Спенсер разинул рот, но так ничего и не сказал.
– Впрочем, я и правда так думал.
Он хватается за стакан, опрокидывает его, и тоник разливается по столу. Я смотрю, как этот человек, который был первым моим настоящим другом, нервически промокает воду салфеткой.
– Спенсер, у меня есть план.
– Дьявол! – бурчит Спенсер. – Мне нужно позвонить.
Он встает, отдергивает шторку и исчезает почти на двадцать минут. Вернувшись, плюхается на свое место и снова начинает сверлить меня взглядом. Я жду – упорно и терпеливо, как рыбак, забросивший удочку.
– Хочешь, скажу, чего я не могу тебе простить? – говорит он.
Только теперь до меня доходит, что я тоже обильно потею. Мы здесь уже добрых полчаса, а я даже не удосужился снять пальто.
– Валяй.
– Ложек.
– Ложек?
– Помнишь, ты показал мне, что как ложку ни верти, отражение в ней все равно будет перевернутым? Это на многие годы стало моим кошмаром. Я не шучу.
Я вижу, как его руки поднимаются к лицу, вижу, какого усилия ему стоит удержать их на столе. Не помню, чтобы я когда-нибудь говорил ему о ложках, но, должно быть, говорил. В детстве я узнал много чего такого, что вонзилось в меня, как шрапнель.
– Спенсер, я хочу разыскать Терезу. Мне нужна твоя помощь.
Одна из его рук взлетает со стола и зависает в воздухе на полпути между нами, как будто он применил что-то вроде блокирующего приема дзюдо. Через несколько секунд он, ни слова не говоря, прижимает эту руку к груди.
– Даже не верится, что я тебя нашел. Не верится, что ты здесь, со мной. Я так по тебе скучал, – говорю я.
– Прошу тебя, Мэтти! – Волосы его уже не торчат шипами, как в начале вечера, и начинают понемногу опадать. – Пожалуйста! – Глаза сверкают. Похоже, его душевная боль еще древнее моей, думаю я. Плечи у него опустились, руки нервно дергаются.

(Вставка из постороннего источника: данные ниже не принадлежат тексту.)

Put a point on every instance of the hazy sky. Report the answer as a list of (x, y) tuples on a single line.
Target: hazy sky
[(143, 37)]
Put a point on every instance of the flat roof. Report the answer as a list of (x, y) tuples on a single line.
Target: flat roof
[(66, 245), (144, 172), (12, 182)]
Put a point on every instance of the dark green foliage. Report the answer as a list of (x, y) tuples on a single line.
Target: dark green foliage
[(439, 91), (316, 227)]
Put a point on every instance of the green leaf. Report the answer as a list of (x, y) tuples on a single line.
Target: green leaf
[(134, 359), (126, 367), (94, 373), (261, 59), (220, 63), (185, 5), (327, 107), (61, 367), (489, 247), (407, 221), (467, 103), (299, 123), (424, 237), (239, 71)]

– Спенсер, – говорю я, – не знаю, как у тебя, но Тереза прочно вошла в мою супружескую жизнь в качестве придаточного члена. Когда мы с Лорой заговариваем о том, чтобы завести детей, у меня перед глазами сразу возникает Тереза – лежит в сугробе, вперив взгляд в пустоту. Помнишь, как долго она могла так лежать – как будто совсем не чувствовала холода? Как будто замороженная?
– Мэтти!
– Или, например, обедаем мы, ведем совершенно нормальный разговор, а в торце стола сидит Тереза и строчит ответы на вопросы «Битвы умов». На меня она никогда не смотрит. Ничего мне не говорит. Но она всегда ходила со мной в колледж, а теперь – на работу. Она высасывает из моей жизни целые часы, но я даже не замечаю, как они пробегают. Я снова и снова рассказываю Лоре эту историю, а она знай себе бренчит на банджо и слушает – как бы; но сколько бы она ни слушала, все равно ничего не понимает – да и как ей понять? – разве что спросит иногда, почему я столько времени провожу в грезах о призраках, а на разговоры с ней у меня его вечно не хватает, но у меня нет ответа. Я не хочу потерять жену. Я устал терять людей.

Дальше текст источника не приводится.